Suppose $\mathcal{M} \models T$ where $T$ is a set of $\mathcal{L}$-sentences. Now create an augmented language by adding all the constants in $\mathcal{M}$:
$$\mathcal{L}^* = \mathcal{L} \cup \{c : c \in \mathbb{M}\}$$
Then create a new theory $T^*$ using the language $\mathcal{L}^*$. Does $T^*$ contain any proposition that is materially different than $T$? I would think no because $T^*$ simply states the same propositions, but is now giving names to the elements, correct? I would think $\mathcal{M} \models T^*$. But is it possible now to find a different model $\mathcal{N} \models T^*$ but $\mathcal{N} \not\models T$?
I think your "$T^*$" is intended to be the elementary diagram of $\mathcal{M}$? http://en.wikipedia.org/wiki/Elementary_diagram
If this is correct, then "$\mathcal{M}\models T^*$" is almost true; the issue is that $\mathcal{M}$ is an $\mathcal{L}$-structure, not an $\mathcal{L}^*$-structure. So really what we want to say is that the obvious expansion $\mathcal{M}^*$ of $\mathcal{M}$ is a model of $T^*$.

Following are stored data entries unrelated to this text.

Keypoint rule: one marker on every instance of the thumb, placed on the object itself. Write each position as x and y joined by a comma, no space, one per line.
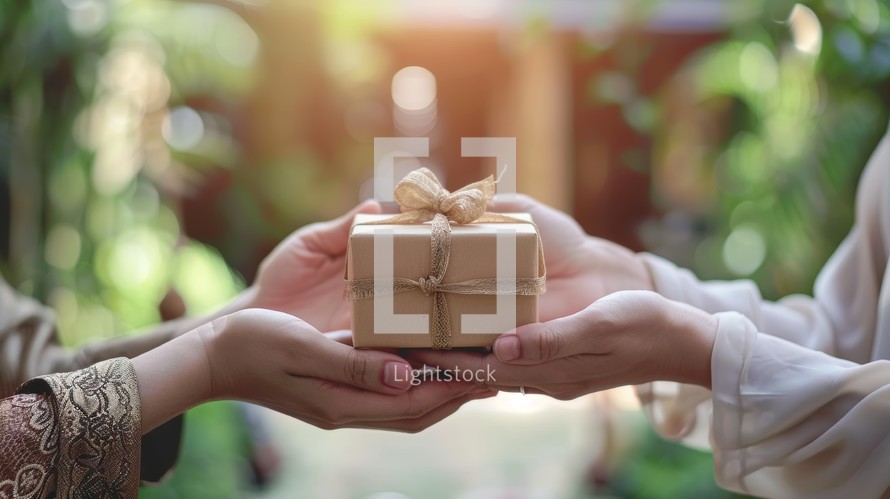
366,369
540,342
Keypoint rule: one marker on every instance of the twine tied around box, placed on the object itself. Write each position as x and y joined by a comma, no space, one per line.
423,199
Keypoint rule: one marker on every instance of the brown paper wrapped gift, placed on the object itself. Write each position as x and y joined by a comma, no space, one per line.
465,286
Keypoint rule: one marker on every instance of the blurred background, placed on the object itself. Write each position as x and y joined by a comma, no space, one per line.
153,151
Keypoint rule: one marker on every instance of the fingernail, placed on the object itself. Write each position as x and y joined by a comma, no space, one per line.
476,395
507,347
397,375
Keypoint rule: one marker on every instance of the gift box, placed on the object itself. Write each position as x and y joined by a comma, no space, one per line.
465,287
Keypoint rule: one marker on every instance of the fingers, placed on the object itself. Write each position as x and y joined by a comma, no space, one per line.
342,336
409,425
543,342
342,405
365,369
429,419
479,368
330,237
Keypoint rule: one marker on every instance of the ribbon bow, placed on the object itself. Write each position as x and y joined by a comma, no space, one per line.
422,199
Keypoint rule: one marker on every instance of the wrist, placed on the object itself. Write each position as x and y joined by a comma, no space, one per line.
172,378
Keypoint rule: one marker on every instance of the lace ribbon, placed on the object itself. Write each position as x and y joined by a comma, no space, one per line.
423,199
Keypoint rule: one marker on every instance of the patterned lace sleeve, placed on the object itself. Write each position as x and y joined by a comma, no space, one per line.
73,435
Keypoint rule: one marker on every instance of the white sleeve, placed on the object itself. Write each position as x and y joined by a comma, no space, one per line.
840,318
792,422
784,417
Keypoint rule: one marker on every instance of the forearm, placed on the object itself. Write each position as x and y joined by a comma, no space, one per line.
131,346
173,377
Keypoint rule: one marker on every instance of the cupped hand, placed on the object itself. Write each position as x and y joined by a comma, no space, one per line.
283,363
626,338
580,268
303,275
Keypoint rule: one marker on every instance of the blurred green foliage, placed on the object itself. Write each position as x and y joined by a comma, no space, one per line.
805,90
94,105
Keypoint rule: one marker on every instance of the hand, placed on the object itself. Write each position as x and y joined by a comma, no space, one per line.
580,268
626,338
303,276
278,361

On the other hand, and I think this might address your question, it is not the case that any $\mathcal{N}\models T$ can be expanded to a model of $T^*$, even if $T$ is complete! For example, let $T$ be the true theory of arithmetic, $\mathcal{M}$ be a nonstandard model of $T$, and $\mathcal{N}$ be the standard model of $T$. Then $\mathcal{L}^*$ contains - among other things - a symbol $c$ which corresponds to a non-standard element of $\mathcal{M}$, so $T^*$ contains the sentences "$c\not=0$," "$c\not=1$," . . . But clearly there is no possible assingment of $c$ to any element of $\mathcal{N}$ that would satisfy all of these statements at once.

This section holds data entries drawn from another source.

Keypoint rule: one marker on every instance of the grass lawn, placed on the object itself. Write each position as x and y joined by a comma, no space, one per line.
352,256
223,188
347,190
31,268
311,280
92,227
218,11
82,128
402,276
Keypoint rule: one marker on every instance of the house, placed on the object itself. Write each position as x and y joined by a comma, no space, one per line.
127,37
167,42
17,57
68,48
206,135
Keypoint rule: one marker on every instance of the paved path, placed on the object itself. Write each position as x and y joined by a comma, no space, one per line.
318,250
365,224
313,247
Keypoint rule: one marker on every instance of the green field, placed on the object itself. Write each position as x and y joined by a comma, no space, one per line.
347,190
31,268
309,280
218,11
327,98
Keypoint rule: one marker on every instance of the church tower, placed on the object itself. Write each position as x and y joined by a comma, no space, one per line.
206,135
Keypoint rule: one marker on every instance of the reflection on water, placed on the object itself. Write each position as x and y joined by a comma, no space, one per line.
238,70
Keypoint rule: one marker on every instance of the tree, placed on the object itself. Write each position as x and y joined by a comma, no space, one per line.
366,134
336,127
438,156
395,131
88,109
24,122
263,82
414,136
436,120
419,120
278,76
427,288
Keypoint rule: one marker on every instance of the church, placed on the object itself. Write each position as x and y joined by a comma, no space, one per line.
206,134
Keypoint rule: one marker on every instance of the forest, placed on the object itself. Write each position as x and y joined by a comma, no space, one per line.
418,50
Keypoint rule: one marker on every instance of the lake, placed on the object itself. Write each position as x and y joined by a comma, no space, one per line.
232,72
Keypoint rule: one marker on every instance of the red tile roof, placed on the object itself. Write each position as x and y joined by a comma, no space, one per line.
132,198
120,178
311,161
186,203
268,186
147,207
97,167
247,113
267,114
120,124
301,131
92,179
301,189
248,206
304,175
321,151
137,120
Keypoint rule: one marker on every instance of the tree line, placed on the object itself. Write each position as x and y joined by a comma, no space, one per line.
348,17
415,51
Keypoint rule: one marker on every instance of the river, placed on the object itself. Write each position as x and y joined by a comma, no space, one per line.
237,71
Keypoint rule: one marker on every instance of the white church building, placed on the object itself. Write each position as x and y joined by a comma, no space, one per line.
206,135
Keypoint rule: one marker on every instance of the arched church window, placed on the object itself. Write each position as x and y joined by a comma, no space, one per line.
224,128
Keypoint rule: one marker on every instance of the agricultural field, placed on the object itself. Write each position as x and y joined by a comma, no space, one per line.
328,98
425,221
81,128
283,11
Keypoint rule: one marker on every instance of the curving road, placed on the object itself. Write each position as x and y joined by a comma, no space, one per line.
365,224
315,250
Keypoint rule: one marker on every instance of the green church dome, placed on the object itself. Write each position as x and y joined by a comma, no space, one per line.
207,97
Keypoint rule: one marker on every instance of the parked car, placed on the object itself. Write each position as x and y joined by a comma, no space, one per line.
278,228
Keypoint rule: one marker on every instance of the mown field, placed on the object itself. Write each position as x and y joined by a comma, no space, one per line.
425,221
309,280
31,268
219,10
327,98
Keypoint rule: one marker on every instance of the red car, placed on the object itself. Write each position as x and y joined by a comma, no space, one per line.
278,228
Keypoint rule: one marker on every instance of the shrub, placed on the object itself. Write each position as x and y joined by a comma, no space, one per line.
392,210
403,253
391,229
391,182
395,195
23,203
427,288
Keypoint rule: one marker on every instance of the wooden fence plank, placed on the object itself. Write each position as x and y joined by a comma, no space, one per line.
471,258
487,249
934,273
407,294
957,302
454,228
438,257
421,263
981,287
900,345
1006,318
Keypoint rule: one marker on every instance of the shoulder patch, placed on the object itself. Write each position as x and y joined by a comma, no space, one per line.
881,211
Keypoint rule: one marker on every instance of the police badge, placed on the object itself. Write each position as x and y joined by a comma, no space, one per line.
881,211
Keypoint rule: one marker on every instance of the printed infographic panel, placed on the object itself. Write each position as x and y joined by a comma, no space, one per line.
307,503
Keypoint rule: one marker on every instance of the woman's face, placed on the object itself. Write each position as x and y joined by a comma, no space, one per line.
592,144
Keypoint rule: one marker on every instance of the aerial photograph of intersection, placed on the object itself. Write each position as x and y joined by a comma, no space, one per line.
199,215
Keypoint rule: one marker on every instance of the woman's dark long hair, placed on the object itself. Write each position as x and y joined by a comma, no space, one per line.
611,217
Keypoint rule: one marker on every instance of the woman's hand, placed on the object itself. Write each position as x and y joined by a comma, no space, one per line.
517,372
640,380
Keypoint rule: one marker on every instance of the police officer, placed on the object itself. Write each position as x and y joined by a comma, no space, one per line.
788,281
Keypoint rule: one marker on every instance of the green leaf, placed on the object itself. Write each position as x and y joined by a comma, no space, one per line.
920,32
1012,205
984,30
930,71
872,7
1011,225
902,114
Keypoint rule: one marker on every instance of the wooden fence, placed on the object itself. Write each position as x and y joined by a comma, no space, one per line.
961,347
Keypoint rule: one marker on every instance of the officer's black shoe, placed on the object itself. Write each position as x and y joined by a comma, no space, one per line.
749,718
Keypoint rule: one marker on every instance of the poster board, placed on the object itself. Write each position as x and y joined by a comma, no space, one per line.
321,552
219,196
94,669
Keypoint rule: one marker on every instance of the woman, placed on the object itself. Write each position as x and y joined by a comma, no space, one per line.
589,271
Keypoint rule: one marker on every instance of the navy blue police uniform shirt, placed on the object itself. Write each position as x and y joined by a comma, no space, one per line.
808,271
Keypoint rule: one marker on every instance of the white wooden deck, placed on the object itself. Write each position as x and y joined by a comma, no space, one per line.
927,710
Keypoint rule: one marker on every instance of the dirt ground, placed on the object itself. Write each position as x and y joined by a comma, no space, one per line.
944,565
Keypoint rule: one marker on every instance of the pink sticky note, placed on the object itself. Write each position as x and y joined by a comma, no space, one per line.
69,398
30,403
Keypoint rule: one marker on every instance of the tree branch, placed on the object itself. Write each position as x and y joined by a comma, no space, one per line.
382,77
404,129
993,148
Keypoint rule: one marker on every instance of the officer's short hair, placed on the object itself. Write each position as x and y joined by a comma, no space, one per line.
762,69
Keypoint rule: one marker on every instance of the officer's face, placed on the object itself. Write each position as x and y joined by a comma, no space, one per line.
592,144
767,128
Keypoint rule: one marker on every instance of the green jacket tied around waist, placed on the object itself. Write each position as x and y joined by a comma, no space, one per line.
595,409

(Note that this really shows that we should write "$\mathcal{L}_\mathcal{M}$," "$T_\mathcal{M}$," etc. instead of using just $*$, since it's important to indicate what model is being used to construct the expansion.
EDIT: I'm assuming your last sentence is a typo: since $T^*\supseteq T$, any model of $T^*$ is (the expansion of) a model of $T$, trivially.